Обсуждение: Columnar format export in Postgres

Поиск
Список
Период
Сортировка

Columnar format export in Postgres

От
Sushrut Shivaswamy
Дата:
Hey Postgres team,

I have been working on adding support for columnar format export to Postgres to speed up analytics queries.
I've created an extension that achieves this functionality here.

I"m looking to improve the performance of this extension to enable drop-in analytics support for Postgres. Some immediate improvements I have in mind are:
 - Reduce memory consumption when exporting table data to columnar format
 - Create a native planner / execution hook that can read columnar data with vectorised operations.

It would be very helpful if you could take a look and suggest improvements to the extension.
Hopefully, this extension can be shipped by default with postgres at some point in the future.

Thanks,
Sushrut

Re: Columnar format export in Postgres

От
Ranier Vilela
Дата:
Em qua., 12 de jun. de 2024 às 13:56, Sushrut Shivaswamy <sushrut.shivaswamy@gmail.com> escreveu:
Hey Postgres team,

I have been working on adding support for columnar format export to Postgres to speed up analytics queries.
I've created an extension that achieves this functionality here.

I"m looking to improve the performance of this extension to enable drop-in analytics support for Postgres. Some immediate improvements I have in mind are:
 - Reduce memory consumption when exporting table data to columnar format
 - Create a native planner / execution hook that can read columnar data with vectorised operations.

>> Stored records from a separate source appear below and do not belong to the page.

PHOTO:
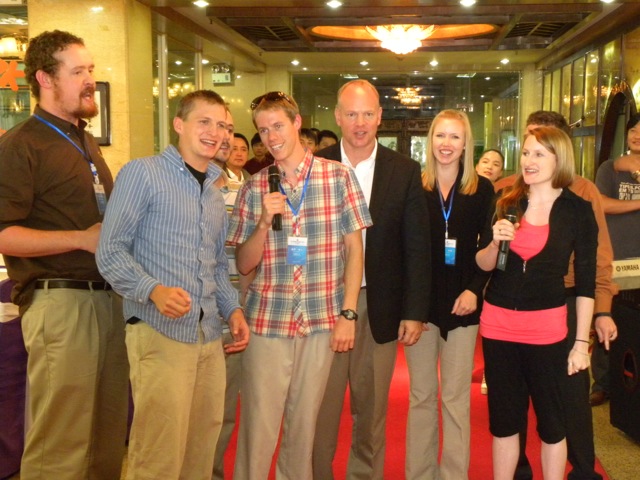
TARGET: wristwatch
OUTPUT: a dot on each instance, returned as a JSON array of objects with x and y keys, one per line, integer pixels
[{"x": 349, "y": 314}]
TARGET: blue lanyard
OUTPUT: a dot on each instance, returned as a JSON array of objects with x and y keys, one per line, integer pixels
[
  {"x": 446, "y": 213},
  {"x": 295, "y": 211},
  {"x": 94, "y": 170}
]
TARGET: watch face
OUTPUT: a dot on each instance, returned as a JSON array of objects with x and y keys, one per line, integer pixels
[{"x": 349, "y": 314}]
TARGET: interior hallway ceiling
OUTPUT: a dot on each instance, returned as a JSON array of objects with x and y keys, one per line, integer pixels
[{"x": 259, "y": 33}]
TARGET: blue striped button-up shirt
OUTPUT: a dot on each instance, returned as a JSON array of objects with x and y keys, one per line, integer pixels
[{"x": 161, "y": 228}]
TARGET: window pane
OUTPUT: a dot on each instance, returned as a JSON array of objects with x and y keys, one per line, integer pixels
[
  {"x": 577, "y": 90},
  {"x": 610, "y": 74}
]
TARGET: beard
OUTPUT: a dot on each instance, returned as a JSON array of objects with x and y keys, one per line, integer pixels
[{"x": 83, "y": 109}]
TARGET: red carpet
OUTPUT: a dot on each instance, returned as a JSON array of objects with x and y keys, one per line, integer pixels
[{"x": 481, "y": 464}]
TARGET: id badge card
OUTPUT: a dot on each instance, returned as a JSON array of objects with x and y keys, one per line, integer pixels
[
  {"x": 297, "y": 251},
  {"x": 450, "y": 251},
  {"x": 101, "y": 197}
]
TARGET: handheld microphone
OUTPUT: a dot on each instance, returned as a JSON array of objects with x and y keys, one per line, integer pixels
[
  {"x": 274, "y": 186},
  {"x": 503, "y": 249}
]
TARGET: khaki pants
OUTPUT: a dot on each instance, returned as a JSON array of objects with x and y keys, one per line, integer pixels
[
  {"x": 77, "y": 372},
  {"x": 178, "y": 392},
  {"x": 233, "y": 364},
  {"x": 368, "y": 370},
  {"x": 281, "y": 377},
  {"x": 455, "y": 358}
]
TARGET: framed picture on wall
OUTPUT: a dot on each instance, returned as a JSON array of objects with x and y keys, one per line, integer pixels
[{"x": 100, "y": 125}]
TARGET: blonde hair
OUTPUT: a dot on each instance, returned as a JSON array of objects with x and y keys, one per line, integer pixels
[
  {"x": 469, "y": 182},
  {"x": 558, "y": 143}
]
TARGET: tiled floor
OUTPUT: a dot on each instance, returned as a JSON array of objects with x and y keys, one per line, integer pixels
[{"x": 618, "y": 453}]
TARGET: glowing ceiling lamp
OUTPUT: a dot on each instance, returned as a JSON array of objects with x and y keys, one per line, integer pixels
[
  {"x": 401, "y": 39},
  {"x": 13, "y": 47},
  {"x": 409, "y": 96}
]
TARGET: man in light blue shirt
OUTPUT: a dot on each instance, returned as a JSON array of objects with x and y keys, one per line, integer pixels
[{"x": 162, "y": 248}]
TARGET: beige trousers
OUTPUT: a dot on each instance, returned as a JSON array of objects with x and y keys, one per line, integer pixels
[
  {"x": 455, "y": 359},
  {"x": 283, "y": 381},
  {"x": 233, "y": 364},
  {"x": 368, "y": 370},
  {"x": 78, "y": 379},
  {"x": 178, "y": 391}
]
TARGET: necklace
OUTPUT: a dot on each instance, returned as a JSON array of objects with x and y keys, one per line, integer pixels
[{"x": 540, "y": 204}]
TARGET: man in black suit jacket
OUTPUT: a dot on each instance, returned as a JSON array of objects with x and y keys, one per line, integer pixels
[{"x": 394, "y": 299}]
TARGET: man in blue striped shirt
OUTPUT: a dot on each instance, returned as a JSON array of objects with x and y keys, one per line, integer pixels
[{"x": 162, "y": 249}]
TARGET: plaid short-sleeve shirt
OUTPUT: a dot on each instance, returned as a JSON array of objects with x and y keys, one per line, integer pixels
[{"x": 333, "y": 206}]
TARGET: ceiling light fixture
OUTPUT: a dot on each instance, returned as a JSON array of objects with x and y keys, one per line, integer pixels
[
  {"x": 13, "y": 47},
  {"x": 409, "y": 96},
  {"x": 401, "y": 39}
]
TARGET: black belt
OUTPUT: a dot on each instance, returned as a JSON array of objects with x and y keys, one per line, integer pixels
[{"x": 73, "y": 284}]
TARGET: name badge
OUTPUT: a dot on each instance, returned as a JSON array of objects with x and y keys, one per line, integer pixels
[
  {"x": 101, "y": 197},
  {"x": 297, "y": 251},
  {"x": 450, "y": 251}
]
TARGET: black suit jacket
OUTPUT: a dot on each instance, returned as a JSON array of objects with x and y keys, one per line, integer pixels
[{"x": 397, "y": 260}]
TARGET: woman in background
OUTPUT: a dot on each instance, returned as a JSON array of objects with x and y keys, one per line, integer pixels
[
  {"x": 524, "y": 320},
  {"x": 491, "y": 164},
  {"x": 459, "y": 203},
  {"x": 237, "y": 160}
]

It would be very helpful if you could take a look and suggest improvements to the extension.
Hopefully, this extension can be shipped by default with postgres at some point in the future.
If you want to have any hope, the license must be BSD.
GPL is incompatible.

best regards,
Ranier Vilela

Re: Columnar format export in Postgres

От
Sutou Kouhei
Дата:
Hi,

In <CAH5mb9_YW76_0xBU2T4C7HF33b+b2w3QBtV50_ZZMy8SA8ChjA@mail.gmail.com>
  "Columnar format export in Postgres" on Wed, 12 Jun 2024 22:26:30 +0530,
  Sushrut Shivaswamy <sushrut.shivaswamy@gmail.com> wrote:

> I have been working on adding support for columnar format export to
> Postgres to speed up analytics queries.

FYI: I'm proposing making COPY format extendable:

* https://www.postgresql.org/message-id/flat/20231204.153548.2126325458835528809.kou@clear-code.com
* https://commitfest.postgresql.org/48/4681/

If it's accepted, we can implement extensions for COPY
FORMAT arrow and COPY FORMAT parquet. With these extensions,
we can use file_fdw to read Apache Arrow and Apache Parquet
file because file_fdw is based on COPY FROM:
https://www.postgresql.org/docs/current/file-fdw.html

If you're interested in this proposal, you can review the
latest proposed patch set to proceed this proposal.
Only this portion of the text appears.